The subregion contains the north flank of the central Alaska Range from near Mt. Foraker in Mt. McKinley National Park to the Canadian border. The central and eastern parts of the Alaska Range consist of two or three parallel rugged glaciated ridges 6,000 to 9,000 feet (1,828.8 to 2,743.2 m) high topped by extremely rugged snow-capped mountains more than 9,500 feet (2,895.6 m) in altitude. Mt. McKinley, 20,320 feet (6,193.5 m) high, is in this part of the range. The almost continuous wall of the Alaska Range is breached by the Nenana, Delta, Nabesna, and Chisana Rivers and Mentasta Pass which provide access through the range. The subregion is characterized by braided glacial streams heading in the Alaska Range.
Principal drainages include the Tanana River; the Chisana, Nabesna, and Tetlin river systems; the Tok-Little Tok river system; the Robertson, Johnson, and Delta Rivers; the Goodpaster and Healy Rivers; the Salcha, Chena, Chatanika, and Tolovana-Tatalina Rivers; the Nenana-Teklanika, Totatlanika, Little Delta, and Wood Rivers; Tatlanika, Clear, and Delta Creek drainages; and the Kantishna-Toklat-McKinley, Zitziana, Cosna, and Chitanana Rivers.

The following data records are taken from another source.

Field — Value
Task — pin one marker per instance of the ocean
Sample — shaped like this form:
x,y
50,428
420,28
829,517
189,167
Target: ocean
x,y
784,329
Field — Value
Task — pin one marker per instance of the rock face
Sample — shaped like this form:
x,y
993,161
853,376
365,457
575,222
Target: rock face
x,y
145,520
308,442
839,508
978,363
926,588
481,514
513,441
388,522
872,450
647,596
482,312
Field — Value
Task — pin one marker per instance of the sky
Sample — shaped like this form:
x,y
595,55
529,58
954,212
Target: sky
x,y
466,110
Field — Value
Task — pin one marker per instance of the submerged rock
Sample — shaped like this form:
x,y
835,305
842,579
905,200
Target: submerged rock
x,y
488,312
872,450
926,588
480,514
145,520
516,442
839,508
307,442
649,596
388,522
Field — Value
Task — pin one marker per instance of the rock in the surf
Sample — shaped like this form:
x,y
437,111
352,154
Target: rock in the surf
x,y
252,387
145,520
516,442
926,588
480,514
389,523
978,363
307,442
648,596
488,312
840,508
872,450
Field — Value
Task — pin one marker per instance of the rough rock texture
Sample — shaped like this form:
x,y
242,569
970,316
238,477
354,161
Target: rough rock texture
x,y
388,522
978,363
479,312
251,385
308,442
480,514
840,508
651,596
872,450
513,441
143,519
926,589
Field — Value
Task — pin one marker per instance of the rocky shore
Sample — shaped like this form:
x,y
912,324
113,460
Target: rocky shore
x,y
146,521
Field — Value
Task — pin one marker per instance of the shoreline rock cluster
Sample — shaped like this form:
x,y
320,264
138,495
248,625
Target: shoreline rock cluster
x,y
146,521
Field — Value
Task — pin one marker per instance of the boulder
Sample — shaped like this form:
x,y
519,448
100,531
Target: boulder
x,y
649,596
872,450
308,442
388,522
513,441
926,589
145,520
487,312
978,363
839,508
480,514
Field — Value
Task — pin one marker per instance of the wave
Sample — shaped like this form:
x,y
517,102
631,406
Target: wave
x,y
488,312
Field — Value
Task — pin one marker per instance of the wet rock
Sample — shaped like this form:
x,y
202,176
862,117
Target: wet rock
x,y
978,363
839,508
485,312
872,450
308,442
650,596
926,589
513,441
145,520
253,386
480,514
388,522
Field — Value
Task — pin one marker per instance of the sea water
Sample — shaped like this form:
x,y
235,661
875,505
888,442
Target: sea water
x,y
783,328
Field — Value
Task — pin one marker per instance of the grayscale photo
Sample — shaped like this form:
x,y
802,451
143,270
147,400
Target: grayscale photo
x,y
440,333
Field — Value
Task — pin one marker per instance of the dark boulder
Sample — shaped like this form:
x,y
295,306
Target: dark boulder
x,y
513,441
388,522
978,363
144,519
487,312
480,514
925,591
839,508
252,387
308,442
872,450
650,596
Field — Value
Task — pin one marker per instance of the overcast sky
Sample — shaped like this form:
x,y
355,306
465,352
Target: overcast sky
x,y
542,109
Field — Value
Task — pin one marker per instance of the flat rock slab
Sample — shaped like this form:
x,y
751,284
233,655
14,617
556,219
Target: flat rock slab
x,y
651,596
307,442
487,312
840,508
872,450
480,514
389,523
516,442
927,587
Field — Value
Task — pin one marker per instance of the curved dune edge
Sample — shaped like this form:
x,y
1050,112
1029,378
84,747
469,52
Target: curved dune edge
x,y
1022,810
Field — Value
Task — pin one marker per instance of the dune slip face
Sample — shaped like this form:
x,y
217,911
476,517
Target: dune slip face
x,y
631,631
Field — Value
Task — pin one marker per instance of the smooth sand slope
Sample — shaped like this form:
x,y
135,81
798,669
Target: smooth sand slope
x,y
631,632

Upper Yukon-Canada—The Upper Yukon-Canada Subregion includes the parts of the White, Fortymile, and Ladue river drainages within Alaska and covers about 9,000 square miles (23,310 km2). There are two distinctly separate parts of the subregion.
The north part of the subregion is drained by the Fortymile River and its tributaries. The south part is the Alaskan part of the area drained by the upper White River and its tributaries. The north part includes the eastern part of the Yukon-Tanana upland comprised of rounded, even-topped ridges 3,000 to 5,000 feet (914.4 to 1,524 m) in altitude with some domes rising as high as 6,800 feet (2,072.6 m) that are separated by broad alluvium-floored basins. The south part includes an area from the summit and north slopes of the Wrangell Mountains north to the Nutzotin Mountains.
Major drainages include the White River; Snag, Beaver, and Ptarmigan Creeks; Fortymile and Ladue Rivers; and the North, Middle, Mosquito, West, and Dennison forks of the Fortymile.
Tanana Subregion—The Tanana Subregion is entirely within the drainage basin of the Tanana River and covers about 45,000 square miles (116,500 km2) of area. It is an area of diverse physiography which includes the southern part of the Yukon-Tanana upland, the Tanana-Kuskokwim lowland, the eastern part of the Kuskokwim Mountains, the central and eastern part of the Alaska Range, and a part of the Wrangell Mountains.
The Yukon-Tanana upland consists of rounded hills around a high central area of rugged mountains. In the western part the northeast-trending ridges rise to 1,500 to 3,000 feet (457.2 to 914.4 m) surmounted by groups of peaks 4,000 to 5,000 feet (1,219.2 to 1,524 m) high. In the eastern part the ridges are 3,000 to 5,000 feet (914.4 to 1,524 m) high with no particular orientation. Some have domes as high as 6,800 feet (2,076.6 m).